• Bank of America/Merrill Lynch

    Posted Apr 6th, 2011 By in Articles With | Comments Off on Bank of America/Merrill Lynch

    Workouts for private builders could take another 2-3 years

    We recently hosted a conference featuring David McCain of MPKA, which is a consulting firm that provides financing and debt restructuring advice to homebuilders. Private builders may still require another 2-3 years to fully work through legacy real estate transactions that usually carried full recourse for the borrower. This recourse element has complicated restructurings as most private builders have personal asset holdings that are real estate centric and therefore do not carry the liquidity necessary to quickly address non-performing loans. Many small banks are still not aggressively pursuing loan restructurings given limited capital reserves that could be further strained by recognizing a writedown on a failed loan. Home prices have declined 31% since the peak, which implies that land prices are down more than that given relative stability in the value of construction materials. At this stage of the cycle, modifying existing loan terms is less common while foreclosure and liquidation are becoming more prevalent, which implies continued opportunities for public builders to acquire attractively priced land for at least the next two years. We estimate that ~40% of deliveries for the industry this year will come from newly purchased land (since the beginning of 2009), which carries a gross margin benefit of at least 200bp over legacy lots.

    Listen: Debt restructuring presentation and current events as presented by David McCain to Bank of America/Merrill Lynch

    Restructurings are now making their way inland

    Loan restructurings for private builders on the East and West coast were the first to be addressed when the downturn began, which may reflect the quick demand recovery in those markets and the ability to execute trustee sales versus the judicial foreclosures that are required elsewhere in the country.

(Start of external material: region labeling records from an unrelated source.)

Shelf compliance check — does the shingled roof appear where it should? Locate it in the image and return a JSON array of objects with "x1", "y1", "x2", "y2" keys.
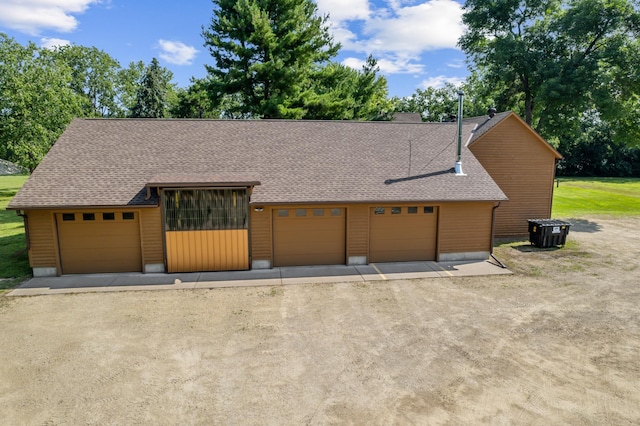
[{"x1": 9, "y1": 119, "x2": 506, "y2": 209}]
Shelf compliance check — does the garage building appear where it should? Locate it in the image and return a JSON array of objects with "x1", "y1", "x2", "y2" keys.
[{"x1": 9, "y1": 113, "x2": 559, "y2": 276}]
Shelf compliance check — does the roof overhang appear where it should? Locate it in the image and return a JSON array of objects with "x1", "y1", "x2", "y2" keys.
[
  {"x1": 145, "y1": 173, "x2": 260, "y2": 199},
  {"x1": 145, "y1": 173, "x2": 260, "y2": 188}
]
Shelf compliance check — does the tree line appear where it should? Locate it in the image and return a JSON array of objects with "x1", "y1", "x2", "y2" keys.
[{"x1": 0, "y1": 0, "x2": 640, "y2": 176}]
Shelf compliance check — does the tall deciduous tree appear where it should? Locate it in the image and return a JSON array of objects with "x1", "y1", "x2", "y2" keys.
[
  {"x1": 55, "y1": 45, "x2": 123, "y2": 117},
  {"x1": 131, "y1": 58, "x2": 173, "y2": 118},
  {"x1": 202, "y1": 0, "x2": 340, "y2": 118},
  {"x1": 392, "y1": 75, "x2": 495, "y2": 122},
  {"x1": 459, "y1": 0, "x2": 640, "y2": 141},
  {"x1": 301, "y1": 56, "x2": 392, "y2": 120},
  {"x1": 0, "y1": 33, "x2": 81, "y2": 170}
]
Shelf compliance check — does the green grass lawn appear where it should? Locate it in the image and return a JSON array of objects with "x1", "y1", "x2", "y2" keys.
[
  {"x1": 552, "y1": 178, "x2": 640, "y2": 218},
  {"x1": 0, "y1": 176, "x2": 31, "y2": 290}
]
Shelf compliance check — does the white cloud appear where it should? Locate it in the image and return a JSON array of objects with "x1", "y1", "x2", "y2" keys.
[
  {"x1": 0, "y1": 0, "x2": 100, "y2": 35},
  {"x1": 364, "y1": 0, "x2": 464, "y2": 54},
  {"x1": 318, "y1": 0, "x2": 464, "y2": 73},
  {"x1": 316, "y1": 0, "x2": 370, "y2": 22},
  {"x1": 40, "y1": 37, "x2": 71, "y2": 49},
  {"x1": 342, "y1": 55, "x2": 424, "y2": 74},
  {"x1": 420, "y1": 75, "x2": 465, "y2": 89},
  {"x1": 158, "y1": 40, "x2": 198, "y2": 65},
  {"x1": 447, "y1": 59, "x2": 465, "y2": 68}
]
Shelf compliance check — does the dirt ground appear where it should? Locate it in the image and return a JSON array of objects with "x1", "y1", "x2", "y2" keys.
[{"x1": 0, "y1": 218, "x2": 640, "y2": 425}]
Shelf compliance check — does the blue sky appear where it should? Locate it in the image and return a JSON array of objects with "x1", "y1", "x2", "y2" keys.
[{"x1": 0, "y1": 0, "x2": 468, "y2": 96}]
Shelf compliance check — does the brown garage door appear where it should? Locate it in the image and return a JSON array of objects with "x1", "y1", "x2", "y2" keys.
[
  {"x1": 273, "y1": 208, "x2": 346, "y2": 266},
  {"x1": 369, "y1": 206, "x2": 438, "y2": 262},
  {"x1": 56, "y1": 212, "x2": 142, "y2": 274}
]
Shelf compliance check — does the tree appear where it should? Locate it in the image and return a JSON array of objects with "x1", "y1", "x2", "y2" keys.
[
  {"x1": 0, "y1": 33, "x2": 81, "y2": 170},
  {"x1": 459, "y1": 0, "x2": 640, "y2": 141},
  {"x1": 131, "y1": 58, "x2": 173, "y2": 118},
  {"x1": 202, "y1": 0, "x2": 340, "y2": 118},
  {"x1": 393, "y1": 75, "x2": 495, "y2": 122},
  {"x1": 55, "y1": 45, "x2": 123, "y2": 117},
  {"x1": 301, "y1": 56, "x2": 392, "y2": 120}
]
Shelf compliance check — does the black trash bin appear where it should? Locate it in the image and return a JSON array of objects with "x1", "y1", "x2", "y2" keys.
[{"x1": 529, "y1": 219, "x2": 571, "y2": 248}]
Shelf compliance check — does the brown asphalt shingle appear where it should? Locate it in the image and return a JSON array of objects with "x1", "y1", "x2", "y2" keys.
[{"x1": 9, "y1": 119, "x2": 506, "y2": 209}]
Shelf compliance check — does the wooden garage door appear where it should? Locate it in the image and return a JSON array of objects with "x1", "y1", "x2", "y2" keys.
[
  {"x1": 369, "y1": 206, "x2": 438, "y2": 262},
  {"x1": 273, "y1": 208, "x2": 346, "y2": 266},
  {"x1": 56, "y1": 212, "x2": 142, "y2": 274}
]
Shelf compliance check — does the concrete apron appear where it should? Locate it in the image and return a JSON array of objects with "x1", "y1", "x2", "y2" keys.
[{"x1": 8, "y1": 261, "x2": 511, "y2": 296}]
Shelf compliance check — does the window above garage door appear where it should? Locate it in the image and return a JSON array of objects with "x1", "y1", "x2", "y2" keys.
[{"x1": 164, "y1": 188, "x2": 249, "y2": 231}]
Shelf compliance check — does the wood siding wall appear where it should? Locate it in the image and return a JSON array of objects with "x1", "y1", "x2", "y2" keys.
[
  {"x1": 26, "y1": 208, "x2": 164, "y2": 273},
  {"x1": 438, "y1": 202, "x2": 494, "y2": 254},
  {"x1": 26, "y1": 210, "x2": 58, "y2": 268},
  {"x1": 166, "y1": 229, "x2": 249, "y2": 272},
  {"x1": 250, "y1": 202, "x2": 495, "y2": 265},
  {"x1": 469, "y1": 116, "x2": 555, "y2": 237}
]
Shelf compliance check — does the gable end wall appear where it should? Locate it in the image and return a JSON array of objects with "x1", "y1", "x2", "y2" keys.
[{"x1": 469, "y1": 116, "x2": 555, "y2": 237}]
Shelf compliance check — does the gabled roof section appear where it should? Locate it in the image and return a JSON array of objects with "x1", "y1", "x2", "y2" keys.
[
  {"x1": 9, "y1": 119, "x2": 506, "y2": 209},
  {"x1": 464, "y1": 111, "x2": 562, "y2": 159}
]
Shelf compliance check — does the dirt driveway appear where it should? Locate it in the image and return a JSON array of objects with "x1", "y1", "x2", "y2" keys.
[{"x1": 0, "y1": 218, "x2": 640, "y2": 425}]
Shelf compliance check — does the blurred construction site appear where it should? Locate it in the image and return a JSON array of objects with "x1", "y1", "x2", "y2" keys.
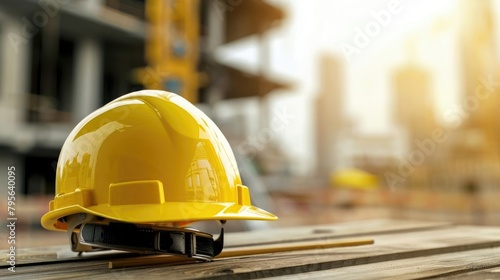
[{"x1": 0, "y1": 0, "x2": 500, "y2": 246}]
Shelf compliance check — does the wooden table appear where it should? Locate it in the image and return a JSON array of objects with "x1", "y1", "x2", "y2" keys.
[{"x1": 0, "y1": 220, "x2": 500, "y2": 280}]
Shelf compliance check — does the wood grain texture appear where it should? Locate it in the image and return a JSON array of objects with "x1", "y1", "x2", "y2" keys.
[{"x1": 0, "y1": 221, "x2": 500, "y2": 280}]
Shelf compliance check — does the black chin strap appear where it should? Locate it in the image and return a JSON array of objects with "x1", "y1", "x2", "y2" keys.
[{"x1": 78, "y1": 222, "x2": 224, "y2": 261}]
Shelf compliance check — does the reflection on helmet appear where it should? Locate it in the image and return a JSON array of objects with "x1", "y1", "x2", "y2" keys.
[{"x1": 41, "y1": 90, "x2": 277, "y2": 230}]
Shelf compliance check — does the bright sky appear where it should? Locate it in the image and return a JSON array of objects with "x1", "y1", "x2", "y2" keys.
[{"x1": 215, "y1": 0, "x2": 500, "y2": 174}]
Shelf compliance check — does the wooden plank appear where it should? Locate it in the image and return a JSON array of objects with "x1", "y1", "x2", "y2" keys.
[
  {"x1": 4, "y1": 226, "x2": 500, "y2": 279},
  {"x1": 224, "y1": 219, "x2": 452, "y2": 248},
  {"x1": 0, "y1": 219, "x2": 452, "y2": 268}
]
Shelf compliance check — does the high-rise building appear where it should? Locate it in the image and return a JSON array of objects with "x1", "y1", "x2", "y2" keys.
[
  {"x1": 460, "y1": 0, "x2": 500, "y2": 150},
  {"x1": 314, "y1": 56, "x2": 343, "y2": 179}
]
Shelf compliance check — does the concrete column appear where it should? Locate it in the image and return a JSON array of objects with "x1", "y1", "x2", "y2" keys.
[{"x1": 72, "y1": 38, "x2": 103, "y2": 122}]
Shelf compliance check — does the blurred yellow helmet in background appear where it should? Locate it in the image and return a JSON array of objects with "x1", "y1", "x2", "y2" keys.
[{"x1": 41, "y1": 90, "x2": 277, "y2": 230}]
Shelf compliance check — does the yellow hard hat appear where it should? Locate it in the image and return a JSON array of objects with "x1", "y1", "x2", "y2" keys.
[{"x1": 41, "y1": 90, "x2": 277, "y2": 230}]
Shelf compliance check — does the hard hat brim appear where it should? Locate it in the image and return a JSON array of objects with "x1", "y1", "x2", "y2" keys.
[{"x1": 41, "y1": 202, "x2": 278, "y2": 231}]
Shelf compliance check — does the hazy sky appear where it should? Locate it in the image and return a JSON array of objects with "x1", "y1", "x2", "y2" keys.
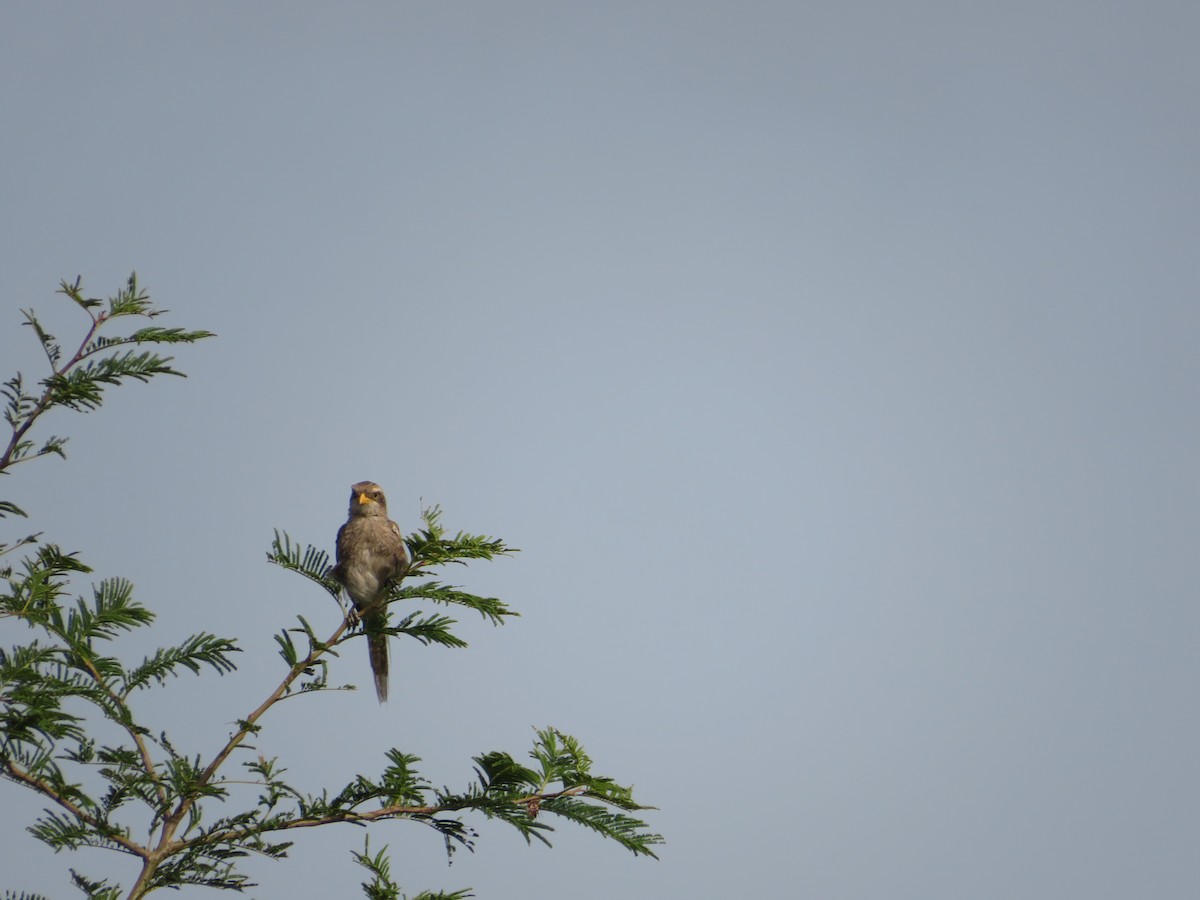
[{"x1": 0, "y1": 0, "x2": 1200, "y2": 900}]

Credit issues in the Midwest are now coming up with increasing frequency, which includes Indiana, Michigan and Ohio. Addressing these loans could present attractive lot deals for public builders that have a large presence in those markets, which include BZH and MHO in Indiana (>10% of their national community base) and MHO and NVR in Ohio (>20% of their national community base). BZH could be a particular beneficiary as we estimate that only 25% of its deliveries in F2011 will come from newly purchased land, which creates an operating leverage drag relative to peers.

    Capital available for construction but not lot acquisitions

    Credit availability generally remains non-existent for acquiring and developing entitled land given the still ample availability of finished lots, although some lending has returned for home construction in attractive markets (e.g. cities on the coasts). A lack of credit from smaller banks may persist even after housing starts rebound as commercial loan issues are starting to arise with increasing frequency, which reflects the fact that these loans typically carry longer maturities than residential loans and therefore are only now starting to mature. This reality could erode capital for smaller banks that otherwise would be available for residential real estate development. Terms for residential construction loans to private builders carry maximum loan-to-value ratios of 50-60% versus more than 70% at the peak and require at least six months of cash collateral to cover interest payments. The alternative to bank credit for private builders are private equity or other investment funds that are extending loans at interest rates in excess of 10% or making equity investments with a targeted return on capital of at least 18%, which severely limits the scope of projects that private builders can pursue.